Jakarta, 25 August 1952
Indonesia and the Colombo Plan
The Foreign Minister, Mr. Mukarto,1 told me on 22nd August (at a British Embassy dinner in honour of Mr. Malcolm Macdonald) that—
(a) he had submitted to Cabinet a proposal for Indonesian participation in the Colombo Plan;
(b) he personally was very much in favour of such participation;
(c) he had been lobbying (he used exactly that word) various members of Parliament to get Parliamentary support for participation;
(d) he thought that a majority of Parliamentary members now favoured such participation;
(e) he could not say when Cabinet would take a decision or put the matter before Parliament.

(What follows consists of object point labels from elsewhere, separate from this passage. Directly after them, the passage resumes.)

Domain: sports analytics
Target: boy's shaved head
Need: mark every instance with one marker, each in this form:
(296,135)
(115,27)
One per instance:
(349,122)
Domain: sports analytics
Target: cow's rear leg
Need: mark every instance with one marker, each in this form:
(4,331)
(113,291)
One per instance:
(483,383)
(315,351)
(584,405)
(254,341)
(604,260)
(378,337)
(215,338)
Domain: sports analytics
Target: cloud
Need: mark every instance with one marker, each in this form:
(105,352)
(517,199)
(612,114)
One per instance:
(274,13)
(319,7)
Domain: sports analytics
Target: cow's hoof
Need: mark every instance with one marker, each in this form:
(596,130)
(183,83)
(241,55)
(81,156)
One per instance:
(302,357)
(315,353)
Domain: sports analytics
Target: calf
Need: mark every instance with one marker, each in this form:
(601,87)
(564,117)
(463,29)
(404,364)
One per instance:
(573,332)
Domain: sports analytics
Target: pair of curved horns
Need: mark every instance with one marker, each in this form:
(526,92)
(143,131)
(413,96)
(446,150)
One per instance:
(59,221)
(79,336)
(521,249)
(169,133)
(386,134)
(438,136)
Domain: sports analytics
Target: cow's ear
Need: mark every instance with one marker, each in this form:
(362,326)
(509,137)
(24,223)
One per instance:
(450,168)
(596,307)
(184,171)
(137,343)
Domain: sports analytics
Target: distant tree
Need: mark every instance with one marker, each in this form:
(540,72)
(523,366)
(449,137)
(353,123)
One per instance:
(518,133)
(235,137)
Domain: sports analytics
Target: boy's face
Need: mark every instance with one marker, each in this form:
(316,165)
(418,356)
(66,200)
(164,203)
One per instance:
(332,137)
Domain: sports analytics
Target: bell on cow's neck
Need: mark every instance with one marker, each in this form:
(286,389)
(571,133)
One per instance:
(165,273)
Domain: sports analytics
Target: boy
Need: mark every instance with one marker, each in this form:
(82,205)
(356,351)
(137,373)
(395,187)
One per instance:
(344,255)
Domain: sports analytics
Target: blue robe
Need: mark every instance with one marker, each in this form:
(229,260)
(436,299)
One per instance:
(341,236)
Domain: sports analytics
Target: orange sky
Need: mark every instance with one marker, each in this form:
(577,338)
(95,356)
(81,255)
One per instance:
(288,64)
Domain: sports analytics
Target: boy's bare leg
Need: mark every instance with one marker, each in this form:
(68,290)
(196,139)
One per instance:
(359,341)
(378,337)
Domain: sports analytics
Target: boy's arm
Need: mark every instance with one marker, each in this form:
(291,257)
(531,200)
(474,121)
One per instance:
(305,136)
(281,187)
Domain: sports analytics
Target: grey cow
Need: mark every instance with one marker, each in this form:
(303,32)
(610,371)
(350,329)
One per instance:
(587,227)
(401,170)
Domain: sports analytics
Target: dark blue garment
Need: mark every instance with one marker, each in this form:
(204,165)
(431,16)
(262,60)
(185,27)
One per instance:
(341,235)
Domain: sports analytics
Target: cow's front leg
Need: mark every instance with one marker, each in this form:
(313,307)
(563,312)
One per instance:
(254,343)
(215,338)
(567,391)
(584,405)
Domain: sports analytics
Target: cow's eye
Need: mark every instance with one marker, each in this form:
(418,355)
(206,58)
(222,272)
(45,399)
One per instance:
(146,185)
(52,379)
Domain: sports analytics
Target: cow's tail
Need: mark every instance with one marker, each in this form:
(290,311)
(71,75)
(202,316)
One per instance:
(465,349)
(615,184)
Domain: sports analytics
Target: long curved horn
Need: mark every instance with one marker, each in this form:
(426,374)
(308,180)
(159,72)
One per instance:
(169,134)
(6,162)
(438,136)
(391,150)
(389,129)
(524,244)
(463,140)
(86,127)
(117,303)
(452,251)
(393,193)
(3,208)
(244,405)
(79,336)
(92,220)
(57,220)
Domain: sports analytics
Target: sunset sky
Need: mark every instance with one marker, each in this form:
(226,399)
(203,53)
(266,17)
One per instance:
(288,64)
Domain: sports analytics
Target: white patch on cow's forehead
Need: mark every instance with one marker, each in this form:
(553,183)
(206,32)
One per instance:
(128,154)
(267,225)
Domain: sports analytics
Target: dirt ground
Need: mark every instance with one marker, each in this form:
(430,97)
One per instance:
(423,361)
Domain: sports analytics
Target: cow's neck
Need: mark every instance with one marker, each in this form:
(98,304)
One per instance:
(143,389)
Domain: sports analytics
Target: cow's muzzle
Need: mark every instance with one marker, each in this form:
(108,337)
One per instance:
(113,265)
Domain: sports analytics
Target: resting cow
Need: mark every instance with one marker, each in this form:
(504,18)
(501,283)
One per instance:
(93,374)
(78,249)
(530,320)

2. Mukarto said this in reply to my question 'Is there likely to be a decision by the Government soon regarding Indonesian participation in the Colombo Plan?' I subsequently mentioned that an opinion widely held in the diplomatic corps was that, if Indonesia decided to participate, the decision to do so would be timed by some 'balancing' announcement such as the appointment of Ambassadors to Peking or Moscow. He laughed and merely said, 'Is that so?'
(a) There seems no reason to doubt the accuracy of Mukarto's statements;
(b) If Indonesia's participation is subsequently announced, it will do great harm if Australian official or unofficial commentators start describing it as 'a victory for the West', a 'new link in the anti-Communist front', or 'a tribute to British and Australian diplomatic efforts'. Now is the time to brief Radio Australia on this, not afterwards (also responsible pressmen). Any comment on Indonesian participation should be brief, non-political, and modest.